Home | Essay Home | White Label Humour | Help Spread Karl





Space Jazz



What would you do if you wrote -- pound for pound -- the worst book of all time? Kill yourself? Go back in time and kill your father while he was still a child so you might never soil the earth with your existence? Well, if you were L. Ron Hubbard and you just finished Battlefield Earth and you couldn't yet get John Travolta to make a movie version, well, all that was left to you was to write a soundtrack for your book. Yeah. So, behold pitiful deluded fans of Mozart! L. Ron trumped all your aural art forms with the ultimate evolution of music: Space Jazz.

Say it, brothers and sisters. S p a c e   J a z z. Yeah!

Space Jazz was a 13 song double LP Hubbard ostensibly composed for the Fairlight Computer Musical Instrument (also known as the CMI). He enlisted the help of musicians within the Scientology fold including Chick Corea.

Lennon's Double Fantasy it was not.

Hubbard boasted his revolutionary Space Jazz genre "antiquates past music like the cathedral organ wiped away blowing on a blade of grass." That's what it says on the liner notes anyway. The liner notes also feature a picture of L. Ron with his signature Very Yellow hair and double beer belly ogling a Fairlight deck. There's also a picture of a burning city.

What does Space Jazz sound like? Well, it sounds a lot like Star Trek incidental music if you strip out all the lush chords and play it on a $19 monophonic toy keyboard, or maybe your touchtone keypad. It's bad. Real Bad. The Real Bad only pompous jerks with too much money and delusions of godhood can ever hope to attain. I mean even William Shatner could dis this album and no one would caution him to temper his words in light of his recording of "Mr.

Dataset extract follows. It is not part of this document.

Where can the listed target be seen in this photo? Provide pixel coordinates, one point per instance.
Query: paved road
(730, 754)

Tambourine Man". You da man, Bill. You da man!

L. Ron was possibly influenced by Shatner's work, because many of the songs had spoken-word lyrics delivered in Shatner's stone-cold signature style. For example, in the song "Funeral For a Planet", one hears spoken lyrics that go like:

VOICE 1: What planet is that?

VOICE 2: I don't know, God.

VOICE 1: Why, it's dead!

VOICE 2: I hear a woman weeping.

VOICE 1: Let's get closer.

CHORUS:: The Dead were not mourned... nobody cried...only trees wept. Poor earth...

The original Space Jazz album was released in 1982 under the entirely unknown and forgotten Applause 9000 label. Its cover art was blue with a swirling galaxy. On top of the swirling galaxy was a picture of the book Battlefield Earth.

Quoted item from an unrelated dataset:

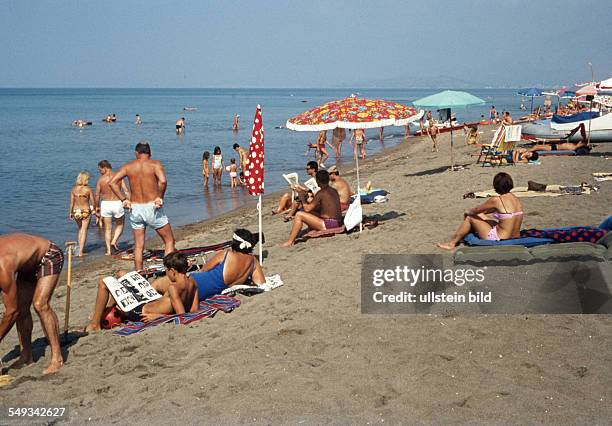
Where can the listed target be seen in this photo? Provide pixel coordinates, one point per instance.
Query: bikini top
(500, 216)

Its first and possibly last live performance was at The Woz's 1982 Us Festival. At a booth to promote Hubbard's Battlefield Earth, Chick Corea, who should know better, gave passing concert goers a sampling. Those who stopped to ask what the fuck an otherwise respectable jazz man like Corea was doing shilling for a bad Sci Fi author, plinking out loud, raspy monophonic computer tones while standing in front of a very tasteful ten-foot-tall replica of a Psychlo chained between two walls, well, those people were blocked by... errr… greeted by booth attendees dressed up like kilted Scotsmen with rayguns stuck in their immodestly large sporrans.

After a couple years of languishing on the charts, Scientology woke up to the fact "space jazz" was just plain gay sounding. BPI Records released Space Jazz under the much, much better name Battlefield Earth -- better because at least consumers knew what they were buying.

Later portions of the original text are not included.